С точки зрения толпы, добродетели – скорее исключения, а не правило. Есть «человек» и есть его «добродетели». Человек совершает добрый поступок, например, проявляет отвагу или жертвенность, – во многом так же, как платит штраф за то, что редко показывается на каких-то сборах. Его дела служат оправданием или смягчением вины за сам факт его жизни. Так, больные и умалишённые платят большие суммы за содержание. Их добродетели – это своёобразные покаянные практики. Я же не хочу каяться, а хочу жить. Пусть жизнь будет самой заурядной, лишь бы она была искренней и ровной, а не блестящей и рваной. Хочу, чтобы она была здоровой и чистой, не нуждаясь в принудительных диетах и кровопусканиях. Мне нужно главное подтверждение: ты человек, а не ссылка на твои поступки. Для меня лично неважно, совершаю ли я «образцовые» деяния или воздерживаюсь от них. Не могу согласиться платить за право, которое мне принадлежит от рождения. Пусть мои дары не слишком велики, но всё же я есть – и мне не нужно косвенных доказательств ни для себя, ни для окружающих.

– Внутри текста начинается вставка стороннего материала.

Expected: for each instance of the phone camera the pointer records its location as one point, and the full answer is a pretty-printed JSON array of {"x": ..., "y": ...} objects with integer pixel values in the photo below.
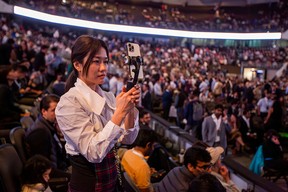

Всё, что я обязан делать, – это то, что касается меня одного, а не то, что одобряют люди. Эта максима, одинаково строгая и для практической, и для интеллектуальной жизни, определяет разницу между «великим» и «малым». Особенно это нелегко, потому что всегда найдутся те, кто считает, будто лучше меня знает, в чём мой долг. В обществе легко жить по его правилам; в уединении легко жить по собственным; но велик тот, кто в гуще толпы сохраняет милую сердцу независимость уединения.
Основная беда в том, что следование тем обычаям, которые для тебя давно умерли, растрачивает твою энергию. Теряется время и стирается чёткий отпечаток твоего характера. Если ты поддерживаешь церковь, где давно нет жизни, или вносишь деньги в библейское общество, которое исчерпало себя, если голосуешь за крупную партию – за правящую или оппозиционную, или накрываешь стол, как принято у всякой мелкой буржуазии, – сквозь все эти «завесы» мне трудно разглядеть, каков ты на самом деле. И, конечно, так ты отвлекаешься от своей настоящей жизни. Но если ты займёшься своим делом, я тут же узнаю, кто ты. Займись делом, и ты сам укрепишься. Нужно понимать, какая это слепая игра – жить в рамках согласия с чьими-то «принятыми» догмами. Если я знаю, к какому сектантству ты принадлежишь, я наперёд могу сказать, какую речь ты произнесёшь. Услышав проповедника, выбравшего для «текста и темы» что-нибудь «в духе» заведённой в его церкви практики, разве я не предвижу, что он не скажет ничего действительно нового и живого? Разве не ясно, что, делая вид, будто анализирует какие-то основы, он на самом деле даже не собирается это делать? Разве не очевидно, что он сам связал себе руки и смотрит только с одной разрешённой стороны – не как мыслящий человек, а как приходской служитель? Его манерность, напоминающая независимую позицию судьи, – всего лишь пустое притворство. Но так поступают многие: повязывают себе на глаза чью-то повязку, чтобы видеть одну выбранную общину мнений. Это согласие делает их не просто неискренними в нескольких деталях, а лживыми во всём. Каждая их правда уже не вполне правда. Их «два» – это не настоящее «два», а «четыре» – не настоящее «четыре». И каждое их слово вызывает у нас досаду, и мы теряемся, с чего бы начать их «исправлять». Тем временем природа без промедления облачает нас в «тюремную робу» той партии, к которой мы примкнули. Мы приобретаем один тип выражения лица и телосложения, шаг за шагом заползая в самодовольную «ослиную» манеру. Есть один унизительный опыт, который потом отражается и в истории: «тупая улыбка одобрения», которой мы удостаиваем собеседника в компании, где не чувствуем естественного интереса. Мышцы лица двигаются не сами по себе, а «из-под палки» нашей вежливой воли, и это даёт самое неприятное ощущение.